Project Overview
Commodities
Practices
- Crop Production: food processing, food processing facilities/community kitchens, food product quality/safety
- Education and Training: farmer to farmer, on-farm/ranch research, technical assistance
- Farm Business Management: value added
- Sustainable Communities: food hubs, local and regional food systems, new business opportunities, partnerships
Proposal abstract:
Project Focus
This project supports small and mid-scale farmers and value-added producers in West Virginia and Maryland as they scale beyond direct-to-consumer sales into institutional, wholesale, and manufacturing markets. Participants include members of Mountain State Co-Hop, a cooperative of 30 farmers and value-added businesses, along with a broader regional network of farmer partners. By channeling surplus and cosmetically imperfect crops into processed and wholesale outlets, they increase profit margins, reduce post-harvest waste, and support year-round revenue.
Identified Needs
Grounded in a theory of accompaniment, the West Virginia Food and Farm Coalition (WVFFC) engages farmers, walking alongside producers to co-create solutions rooted in lived experience. Through surveys, listening sessions, advisory input, and technical assistance conversations, producers have identified persistent challenges: limited access to GAP certification required by institutional and manufacturing buyers; insufficient technical capacity to meet food safety and regulatory standards for commercial-scale and value-added production; lack of process authority approvals; and seasonal production misaligned with institutional purchasing cycles. These challenges restrict higher-value market access, reduce revenue, and limit opportunities for expanded production and employment.
Solution and Approach
WVFFC and Mountain State Co-Hop will implement a proof-of-concept pilot to demonstrate an integrated value chain strategy across production, processing, and market development, with the goal of showing clear return on investment and encouraging broader farmer and value-added producer participation.
Production: Support 30 specialty crop farmers by providing facilitating structured, peer-based on-farm learning experiences, and 1:1 technical assistance working toward GAP certification and subsidizing 10 farms 90% of GAP audit/certification costs. WV has very few GAP certified farms, this pilot will demonstrate feasibility, reduce perceived challenges, and expand access to institutional and interstate markets.
Processing: Support 30 value-added producers by providing 1:1 technical assistance, enabling producers to utilize FDA-compliant co-packing facilities and subsiding 51 recipes 90% of process authority costs. This pilot will establish a viable pathway to expanded market access and scaling food businesses.

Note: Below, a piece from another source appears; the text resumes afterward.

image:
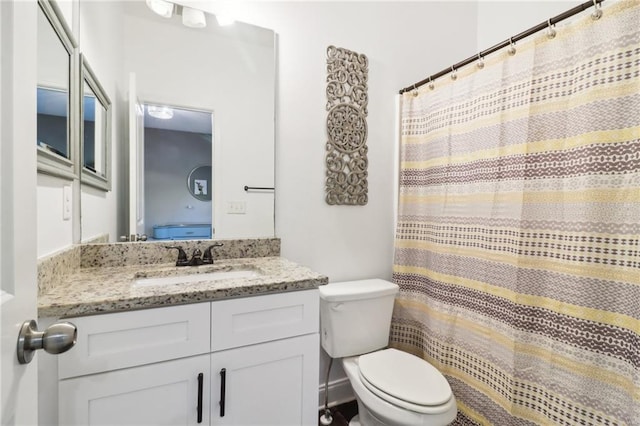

Market Development: Dedicated product outreach specialist at the Mountain State Co-Hop Cooperative will target Mid-Atlantic markets to secure at least 10 new retail, restaurant, institutional, or manufacturing partners. This will be paired with buyer-oriented training and labeling technical assistance through the University of Kentucky MarketReady Program to ensure products meet wholesale and institutional buyer requirements.
Alignment with Northeast SARE Priorities
The project advances priorities in marketing and business development, crop production scaling, economic sustainability, food safety compliance, and farmer-to-farmer education. These coordinated strategies strengthen market readiness and farm resilience.
Alignment with Legislative Priorities
The project protects the health and safety of individuals in the food and farm system through expanded GAP certification and regulatory compliance. It increases employment opportunities in agriculture by enabling farms to expand production, access higher-value markets, and grow value-added enterprises within rural communities.
Project objectives from proposal:
Farming Community
Outcomes
This project serves small and mid-scale farmers and value-added
producers in WV and MD seeking to scale from seasonal
direct-to-consumer sales into institutional, wholesale, and
manufacturing markets. Expected outcomes include increased
knowledge of compliance pathways, strengthened capacity to meet
institutional, manufacturing, and wholesale requirements, improved
coordination across production, processing, and marketing systems,
and a replicable value chain model adaptable across the region.
Research Question
Will an integrated value-chain model that subsidizes GAP
certification and process authority approvals, provides technical
assistance, leverages existing co-packing infrastructure, and
secures buyer commitments increase producer participation in
higher-value markets, resulting in measurable revenue growth?
Project
Objectives
1. 30 farmers will receive 1:1 technical support towards gap
certification and 10 farmers will obtain subsidized GAP
audit/certification, increasing eligibility for institutional,
interstate, and manufacturing markets.
- 30 producers will receive 1:1
technical support towards engaging value-added process authority
and 51 value-added recipes will obtain process authority approvals
transitioning from cottage food to commercial-scale production.
- Secure 10 institutional, wholesale,
or manufacturing partnerships and facilitate producer market entry
through dedicated sales outreach and buyer-oriented training.
- Demonstrate proof of concept by evaluating certification adoption rates, market entry, sales growth, and revenue changes.